Crypto exchanges make money through a layered set of revenue models:

  • Trading fees remain the dominant income source, amplified by massive trading volume across the cryptocurrency market

  • Deposit fees, withdrawal fees, and fiat conversion fees provide steady, predictable income

  • Lending services, staking rewards, derivatives, and margin trading fees generate higher-margin revenue at the cost of elevated risk

  • Token listings, initial exchange offerings, and institutional services diversify the revenue base

  • Data monetization, white-label licensing, and advertising round out the business model

Diversified fee structures help exchanges remain viable across market cycles, but they also create complex risk profiles that users should understand. The growing role of regulation-such as MiCA in the EU and ongoing US enforcement-is actively reshaping which revenue models remain sustainable.

Before committing significant capital, review an exchange’s full fee schedule, transparency around how it uses customer funds, and any proof-of-reserves disclosures.

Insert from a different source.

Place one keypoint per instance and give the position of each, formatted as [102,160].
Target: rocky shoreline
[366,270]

As the crypto market matures, exchanges will continue evolving their business models-integrating DeFi, tokenization, and new financial products into their revenue mix. The platforms that survive will be those that balance aggressive monetization with responsible risk management.

FAQ

Do all crypto exchanges charge both trading and withdrawal fees?

Nearly all centralized exchanges charge trading fees, but policies on deposit and withdrawal fees vary. Some offer free crypto deposits and limited free withdrawals, while others always charge network-adjusted fees. Many platforms bake part of their profit into spreads or fiat conversion charges instead of explicit deposit fees, so users should review full fee schedules. Comparing total cost-spread plus fees-across platforms is more important than looking at one fee category in isolation.

How do decentralized exchanges (DEXs) make money without holding my funds?

DEXs monetize by charging protocol swap fees on each trade, typically a small percentage that is automatically split between liquidity providers and the protocol or DAO treasury. Because a DEX is a set of smart contracts, its “revenue” accumulates as on-chain tokens governed by token holders rather than a traditional company. While DEXs avoid custody risk, users still face smart contract risk, MEV (miner/validator extractable value), and price-impact risk on thinly traded pairs.

Can exchanges lose money, and what happens if an exchange goes bankrupt?

Exchanges can and do lose money through hacks, bad loans, poor risk controls, or prolonged bear markets when revenue drops below operating costs. In bankruptcies like Mt. Gox (2014) and FTX (2022), customer funds were frozen and recovery took years, with some users receiving only partial repayments. Users are typically unsecured creditors, not insured depositors, so using hardware wallets for long-term holdings and favoring platforms with regular proof-of-reserves is strongly recommended.

Why do some exchanges seem to have zero-fee trading? How do they still make money?

“Zero-fee” offers are often limited-time promotions or apply only to specific pairs like BTC/USDT, designed to attract volume and new users. These exchanges typically monetize through spreads, withdrawal fees, margin interest, futures fees, or higher charges on other trading pairs and services. Always check whether “zero-fee” trades still include a built-in price spread above mid-market price, which effectively functions as a hidden fee.

How will regulations like the EU’s MiCA and US enforcement change how exchanges make money?

MiCA, fully applicable by July 2026, requires licensing, stronger capital and conduct rules, and clearer asset-segregation practices, likely increasing compliance costs for exchanges operating in the EU. Stricter regimes push exchanges away from opaque practices toward more transparent fee-based services such as trading, custody, and regulated staking. Long-term, compliant exchanges may benefit from increased trust among institutional investors, even if short-term profits from riskier products decline.